As used herein, a “vector” can also refer to a viral vector. Viral vectors can include, without limitation, retroviral vectors, lentiviral vectors, adenoviral vectors, and adeno-associated viral vectors (AAV).
As used herein, the recitation of a numerical range for a variable is intended to convey that the invention may be practiced with the variable equal to any of the values within that range. Thus, for a variable which is inherently discrete, the variable can be equal to any integer value within the numerical range, including the end-points of the range. Similarly, for a variable which is inherently continuous, the variable can be equal to any real value within the numerical range, including the end-points of the range. As an example, and without limitation, a variable which is described as having values between 0 and 2 can take the values 0, 1 or 2 if the variable is inherently discrete, and can take the values 0.0, 0.1, 0.01, 0.001, or any other real values ≥0 and ≤2 if the variable is inherently continuous.
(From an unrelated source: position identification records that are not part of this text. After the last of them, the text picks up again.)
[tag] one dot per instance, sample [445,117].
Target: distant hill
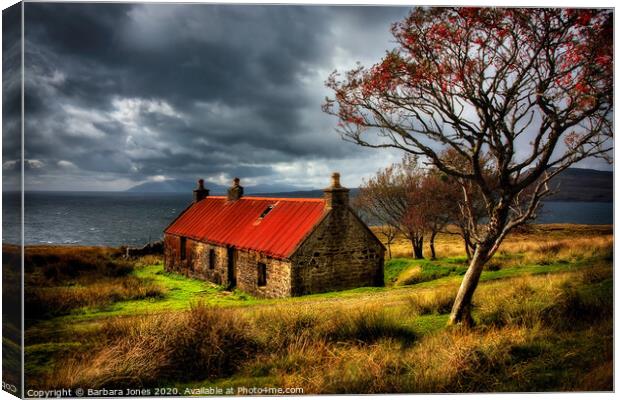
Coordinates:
[574,184]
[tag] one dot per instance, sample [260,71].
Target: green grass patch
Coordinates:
[181,293]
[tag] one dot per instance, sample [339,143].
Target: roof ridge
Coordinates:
[314,199]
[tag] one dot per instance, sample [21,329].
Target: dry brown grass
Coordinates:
[58,300]
[205,342]
[535,333]
[438,301]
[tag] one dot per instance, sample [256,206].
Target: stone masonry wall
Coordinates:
[196,265]
[340,254]
[278,275]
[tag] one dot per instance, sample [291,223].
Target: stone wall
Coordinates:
[196,265]
[341,253]
[278,275]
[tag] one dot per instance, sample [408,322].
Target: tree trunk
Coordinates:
[467,246]
[432,245]
[418,249]
[461,310]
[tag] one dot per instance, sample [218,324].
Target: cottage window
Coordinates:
[183,248]
[262,274]
[212,259]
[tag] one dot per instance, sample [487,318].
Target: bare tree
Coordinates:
[531,89]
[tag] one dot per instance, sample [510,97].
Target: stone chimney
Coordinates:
[200,192]
[336,196]
[235,192]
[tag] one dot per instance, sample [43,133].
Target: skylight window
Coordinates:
[267,210]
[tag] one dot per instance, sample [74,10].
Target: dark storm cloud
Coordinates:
[137,91]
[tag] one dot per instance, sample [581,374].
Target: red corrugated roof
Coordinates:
[238,223]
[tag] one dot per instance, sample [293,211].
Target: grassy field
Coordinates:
[543,311]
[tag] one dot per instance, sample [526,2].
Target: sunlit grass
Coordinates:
[543,311]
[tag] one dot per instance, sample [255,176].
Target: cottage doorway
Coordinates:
[232,278]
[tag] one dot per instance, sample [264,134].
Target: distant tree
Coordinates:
[372,213]
[434,200]
[529,89]
[386,199]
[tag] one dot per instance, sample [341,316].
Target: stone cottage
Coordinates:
[274,247]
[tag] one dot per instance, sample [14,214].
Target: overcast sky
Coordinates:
[119,94]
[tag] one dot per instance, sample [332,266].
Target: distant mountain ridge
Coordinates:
[574,184]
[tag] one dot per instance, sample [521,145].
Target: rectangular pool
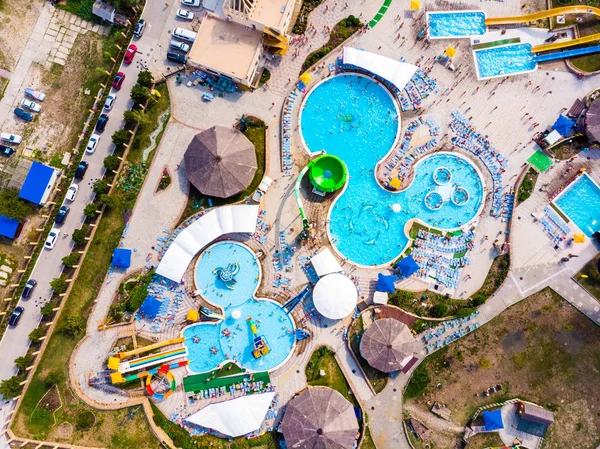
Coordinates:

The present disclosure includes methods of reducing the number of target cells (e.g., cancer cells) in a subject. Such methods include administering to the subject a lymphodepletion regimen, for example, prior to administration of a pharmaceutical composition comprising a population of human immune cells, wherein a plurality of such human immune cells are genetically-modified human immune cells, such as T cells or NK cells, that express.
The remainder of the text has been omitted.